Each piece of written work will be awarded a numerical mark (0 to 100 per cent) and a literal mark (A to F). You will also receive written comments in the margins of the essay and on a cover sheet, and markers will be very willing to discuss these with you.

Work that does not count for assessment, and work done for the three first year units, will normally be marked only by one person; this means that it can be marked and returned to you as quickly as possible.

How the final mark is awarded for a module is usually explained in the course unit description. For more information on how your work is assessed, take a look at your course handbook.

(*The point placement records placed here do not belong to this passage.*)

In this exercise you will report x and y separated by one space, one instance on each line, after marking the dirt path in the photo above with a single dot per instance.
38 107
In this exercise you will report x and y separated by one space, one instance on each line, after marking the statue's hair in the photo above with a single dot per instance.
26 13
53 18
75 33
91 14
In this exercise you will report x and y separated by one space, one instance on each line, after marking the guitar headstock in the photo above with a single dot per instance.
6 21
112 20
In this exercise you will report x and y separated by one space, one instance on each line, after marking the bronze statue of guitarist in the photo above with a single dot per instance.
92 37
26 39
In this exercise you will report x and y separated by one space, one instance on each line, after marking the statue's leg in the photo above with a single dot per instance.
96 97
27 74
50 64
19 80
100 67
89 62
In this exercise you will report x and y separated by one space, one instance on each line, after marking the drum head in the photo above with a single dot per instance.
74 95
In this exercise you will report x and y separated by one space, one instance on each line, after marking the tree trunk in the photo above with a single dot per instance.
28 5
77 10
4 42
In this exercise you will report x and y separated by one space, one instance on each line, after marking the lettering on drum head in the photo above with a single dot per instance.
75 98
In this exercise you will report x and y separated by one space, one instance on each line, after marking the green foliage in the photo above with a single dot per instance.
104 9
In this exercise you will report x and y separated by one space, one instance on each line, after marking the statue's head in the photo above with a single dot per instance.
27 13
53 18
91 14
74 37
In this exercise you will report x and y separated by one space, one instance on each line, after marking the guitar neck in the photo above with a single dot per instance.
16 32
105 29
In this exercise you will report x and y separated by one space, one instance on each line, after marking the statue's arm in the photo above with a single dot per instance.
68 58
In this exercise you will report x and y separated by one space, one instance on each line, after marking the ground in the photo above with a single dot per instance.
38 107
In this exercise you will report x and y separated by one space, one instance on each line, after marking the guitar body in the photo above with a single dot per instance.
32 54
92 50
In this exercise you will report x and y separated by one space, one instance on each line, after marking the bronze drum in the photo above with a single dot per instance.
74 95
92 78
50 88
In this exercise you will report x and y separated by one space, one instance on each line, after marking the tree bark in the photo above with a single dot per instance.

Scale of literal marks and their numerical equivalents

Literal Mark Numerical Mark Degree classification
75-100 First
69 Upper Second






59 Lower Second





C++ 49

C+ 46-48
C 43-45
C- 40-42


30-39 Fail (compensated)
0-29 Fail

Determination of Honours Classification:

The classification of the honours degree to be awarded shall be based on the average of all the weighted results for completed modules from Levels 5 (I) and 6 (H) that have been assigned a mark of 0-100.

The College sets the class of Degree that may be awarded as follows:

First: 70% or above for the average weighted module results
Upper Second:
60% or above for the average weighted module results
Lower Second:
50% or above for the average weighted module results
40% or above for the average weighted module results

The final Degree classification agreed through the assessment process is based on academic judgement and the above calculation is only used as a guide.

Once a student has fulfilled the criteria for the honours degree they may not undertake further modules in order to improve his/her average result.

Whilst the arithmetical average will be the main factor under CAS regulations, a preponderance of marks in a particular class, with good support, will normally ensure a degree classification in that class should the average result be borderline. The classification of a degree is at the discretion of the BA English Sub-Board of Examiners. All marks are provisional until agreed by the College Board of Examiners.

  • First: At least four full unit marks or the equivalent in the A range (i.e. above AB) plus at least four full unit marks or the equivalent above B and one other normally of B= or above, except that one mark in the C range can be compensated by a fifth A mark.
  • 2:1: At least five full unit marks or the equivalent above B with at least two others in the B range [i.e. B++ to B=]. Marks in the C range can be compensated by marks of B++ or above.
  • 2:2: At least five full unit marks or the equivalent of B= or above and support in the C range [i.e. C++ to C-].
  • 3: Seven marks of C- or above. Of the two remaining marks (F marks) at least one must be in the 30-39 (compensated fail) and this mark must be for a level-6 module [see below for levels and weightings].
  • Fail: Any profile with two non-compensated fails (29 or below) is a failure.

Levels and Weightings

For degree classification all modules (course units) are assigned a ‘level’ and a ‘weighting’.

Levels: BA degree programmes are made up of 12 modules, some of which are at level 4, some level 5 and some level 6. Degree programmes at Birkbeck differ in the number of modules required at each level. For example, in BA English the three first-year core modules are at level 4, the two compulsory second year modules and the option module taken by full-time students in the first year are at level 5, and most other modules and half modules are at level 6. (Thus the balance of levels four, five and six is generally 3-3-6 on this programme. Other programmes have different balances, e.g. 4-4-4).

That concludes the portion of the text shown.